The reason for this is - When you put a load balancer in front of WordPress, you need to modify wp-config.php
to process the HTTP header HTTP_X_FORWARDED_PROTO
to detect the protocol that the user is using and not the protocol the load balancer is using to connect to your backend.
To fix this issue, we have to make following changes in the wp-config.php file and add the below code snippet on the top of wp-config.php file -
Google Cloud Platform Load Balancer:
if (strpos($_SERVER['HTTP_X_FORWARDED_PROTO'], 'https') !== false)
{
$_SERVER['HTTPS']='on';
}
if ( isset($_SERVER['HTTP_X_FORWARDED_FOR']) && !empty($_SERVER['HTTP_X_FORWARDED_FOR']) )
{
$ips = explode(',', $_SERVER['HTTP_X_FORWARDED_FOR']);
$_SERVER['REMOTE_ADDR'] = trim($ips[0]);
}
elseif ( isset($_SERVER['HTTP_X_REAL_IP']) && !empty($_SERVER['HTTP_X_REAL_IP']) )
{
$_SERVER['REMOTE_ADDR'] = $_SERVER['HTTP_X_REAL_IP'];
} elseif ( isset($_SERVER['HTTP_CLIENT_IP']) && !empty($_SERVER['HTTP_CLIENT_IP']) )
{
$_SERVER['REMOTE_ADDR'] = $_SERVER['HTTP_CLIENT_IP'];
}
Amazon Web Services Load Balancer:
When your page is accessed over HTTPS, but the Amazon Load Balancer is performing SSL offloading and actually requesting your content on the non-SSL port 80, the webserver, PHP, or anything else for that matter, does not understand or see that it's being accessed over https://.
The fix for this is that Amazon's ELB sends the de-facto standard X-Forwarded-Proto HTTP header, which we can use to figure out which protocol the client is actually using on the other side of the Load Balancer.
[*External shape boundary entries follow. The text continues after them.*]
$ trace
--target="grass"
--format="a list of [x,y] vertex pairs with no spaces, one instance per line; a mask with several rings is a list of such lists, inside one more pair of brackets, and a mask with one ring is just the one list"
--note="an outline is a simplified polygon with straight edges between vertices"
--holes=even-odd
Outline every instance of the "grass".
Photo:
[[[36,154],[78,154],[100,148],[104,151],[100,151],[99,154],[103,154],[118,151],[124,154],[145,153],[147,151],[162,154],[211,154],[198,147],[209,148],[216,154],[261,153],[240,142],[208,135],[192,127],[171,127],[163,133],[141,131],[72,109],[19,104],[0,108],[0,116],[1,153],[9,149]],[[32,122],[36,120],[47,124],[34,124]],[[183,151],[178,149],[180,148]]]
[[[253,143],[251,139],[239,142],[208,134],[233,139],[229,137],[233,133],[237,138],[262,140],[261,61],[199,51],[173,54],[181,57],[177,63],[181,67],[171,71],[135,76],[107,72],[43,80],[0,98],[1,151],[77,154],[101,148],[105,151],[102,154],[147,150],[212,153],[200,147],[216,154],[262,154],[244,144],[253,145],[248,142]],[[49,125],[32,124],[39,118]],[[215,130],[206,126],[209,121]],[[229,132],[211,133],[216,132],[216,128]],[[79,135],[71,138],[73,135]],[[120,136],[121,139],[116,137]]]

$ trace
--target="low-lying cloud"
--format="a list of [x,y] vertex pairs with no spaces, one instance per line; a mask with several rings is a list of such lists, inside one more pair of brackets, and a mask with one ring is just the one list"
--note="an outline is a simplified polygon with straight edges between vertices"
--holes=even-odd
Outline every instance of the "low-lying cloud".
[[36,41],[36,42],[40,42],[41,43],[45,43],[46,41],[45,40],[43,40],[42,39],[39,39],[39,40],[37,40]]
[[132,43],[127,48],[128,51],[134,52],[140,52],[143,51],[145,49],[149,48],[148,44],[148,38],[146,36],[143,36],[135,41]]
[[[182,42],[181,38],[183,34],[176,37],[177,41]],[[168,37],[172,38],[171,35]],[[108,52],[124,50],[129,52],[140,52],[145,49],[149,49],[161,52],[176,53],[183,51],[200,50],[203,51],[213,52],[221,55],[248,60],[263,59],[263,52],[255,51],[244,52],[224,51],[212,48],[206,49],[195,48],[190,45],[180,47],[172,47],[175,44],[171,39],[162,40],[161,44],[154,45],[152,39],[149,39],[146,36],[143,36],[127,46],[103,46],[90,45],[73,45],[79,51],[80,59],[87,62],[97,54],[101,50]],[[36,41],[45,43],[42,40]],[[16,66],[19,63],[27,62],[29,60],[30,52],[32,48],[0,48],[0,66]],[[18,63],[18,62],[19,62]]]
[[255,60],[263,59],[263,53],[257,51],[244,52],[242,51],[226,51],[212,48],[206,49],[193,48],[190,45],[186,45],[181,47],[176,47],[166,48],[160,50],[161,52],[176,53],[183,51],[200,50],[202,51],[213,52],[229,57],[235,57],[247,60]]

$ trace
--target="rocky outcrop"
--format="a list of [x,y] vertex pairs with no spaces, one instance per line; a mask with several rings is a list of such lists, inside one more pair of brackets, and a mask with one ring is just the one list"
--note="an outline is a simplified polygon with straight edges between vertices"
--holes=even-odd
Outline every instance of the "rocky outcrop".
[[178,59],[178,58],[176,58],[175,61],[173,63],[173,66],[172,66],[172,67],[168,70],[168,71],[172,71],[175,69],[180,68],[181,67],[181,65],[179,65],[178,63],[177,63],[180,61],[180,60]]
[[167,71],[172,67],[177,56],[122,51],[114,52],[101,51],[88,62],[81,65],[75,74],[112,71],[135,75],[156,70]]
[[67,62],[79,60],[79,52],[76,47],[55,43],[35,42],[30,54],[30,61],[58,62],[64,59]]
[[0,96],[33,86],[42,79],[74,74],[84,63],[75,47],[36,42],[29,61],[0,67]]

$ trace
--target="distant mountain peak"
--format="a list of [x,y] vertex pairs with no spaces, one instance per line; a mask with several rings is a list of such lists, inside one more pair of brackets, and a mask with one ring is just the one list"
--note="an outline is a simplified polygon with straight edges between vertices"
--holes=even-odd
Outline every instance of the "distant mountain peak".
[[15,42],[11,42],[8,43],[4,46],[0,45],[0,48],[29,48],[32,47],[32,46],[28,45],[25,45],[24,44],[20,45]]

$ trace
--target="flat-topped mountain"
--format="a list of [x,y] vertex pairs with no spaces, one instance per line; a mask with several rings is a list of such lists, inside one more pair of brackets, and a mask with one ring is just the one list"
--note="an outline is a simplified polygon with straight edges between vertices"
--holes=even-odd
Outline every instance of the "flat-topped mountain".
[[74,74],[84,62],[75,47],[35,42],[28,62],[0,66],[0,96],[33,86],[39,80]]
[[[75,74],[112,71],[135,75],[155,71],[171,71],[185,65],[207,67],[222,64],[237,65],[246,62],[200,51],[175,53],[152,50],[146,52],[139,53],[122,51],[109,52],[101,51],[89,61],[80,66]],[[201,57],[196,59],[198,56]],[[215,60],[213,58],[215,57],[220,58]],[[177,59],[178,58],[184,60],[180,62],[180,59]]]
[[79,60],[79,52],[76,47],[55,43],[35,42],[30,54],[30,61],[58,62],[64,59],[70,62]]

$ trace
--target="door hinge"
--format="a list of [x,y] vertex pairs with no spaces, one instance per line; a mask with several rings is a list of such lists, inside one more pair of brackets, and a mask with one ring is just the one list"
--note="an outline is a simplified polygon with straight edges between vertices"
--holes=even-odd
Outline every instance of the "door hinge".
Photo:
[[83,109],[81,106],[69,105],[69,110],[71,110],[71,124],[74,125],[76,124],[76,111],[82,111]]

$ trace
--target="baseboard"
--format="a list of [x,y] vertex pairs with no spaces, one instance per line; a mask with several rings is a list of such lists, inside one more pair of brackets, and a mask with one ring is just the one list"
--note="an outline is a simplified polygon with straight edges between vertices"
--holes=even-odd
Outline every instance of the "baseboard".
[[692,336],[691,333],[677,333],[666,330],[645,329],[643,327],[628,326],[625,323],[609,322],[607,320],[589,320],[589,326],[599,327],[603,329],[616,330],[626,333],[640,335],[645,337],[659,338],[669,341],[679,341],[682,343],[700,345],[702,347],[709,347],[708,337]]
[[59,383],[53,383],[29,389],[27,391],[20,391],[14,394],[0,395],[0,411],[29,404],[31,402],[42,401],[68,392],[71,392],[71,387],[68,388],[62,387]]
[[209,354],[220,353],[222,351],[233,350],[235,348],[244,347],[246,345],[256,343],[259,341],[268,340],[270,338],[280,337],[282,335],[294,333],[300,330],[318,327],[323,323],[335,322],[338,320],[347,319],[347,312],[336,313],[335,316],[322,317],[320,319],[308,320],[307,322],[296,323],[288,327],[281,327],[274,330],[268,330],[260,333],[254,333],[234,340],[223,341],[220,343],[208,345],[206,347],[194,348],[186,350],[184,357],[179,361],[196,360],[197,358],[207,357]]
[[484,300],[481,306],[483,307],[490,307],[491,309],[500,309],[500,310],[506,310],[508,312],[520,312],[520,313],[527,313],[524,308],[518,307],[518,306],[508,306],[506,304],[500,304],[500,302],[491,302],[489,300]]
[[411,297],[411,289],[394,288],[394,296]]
With Apache 2.2, you could use something along the lines of: Through Apache Configuration
<IfModule mod_setenvif.c>
SetEnvIf X-Forwarded-Proto "^https$" HTTPS
</IfModule>
This simply reads the X-Forwarded-Proto header. If this value equals https then the HTTPS environment variable is set to 1. PHP will see this environment variable, and eventually, it will become $_SERVER['HTTPS'] that equals 1 -- just like it would be for a "real" native SSL request.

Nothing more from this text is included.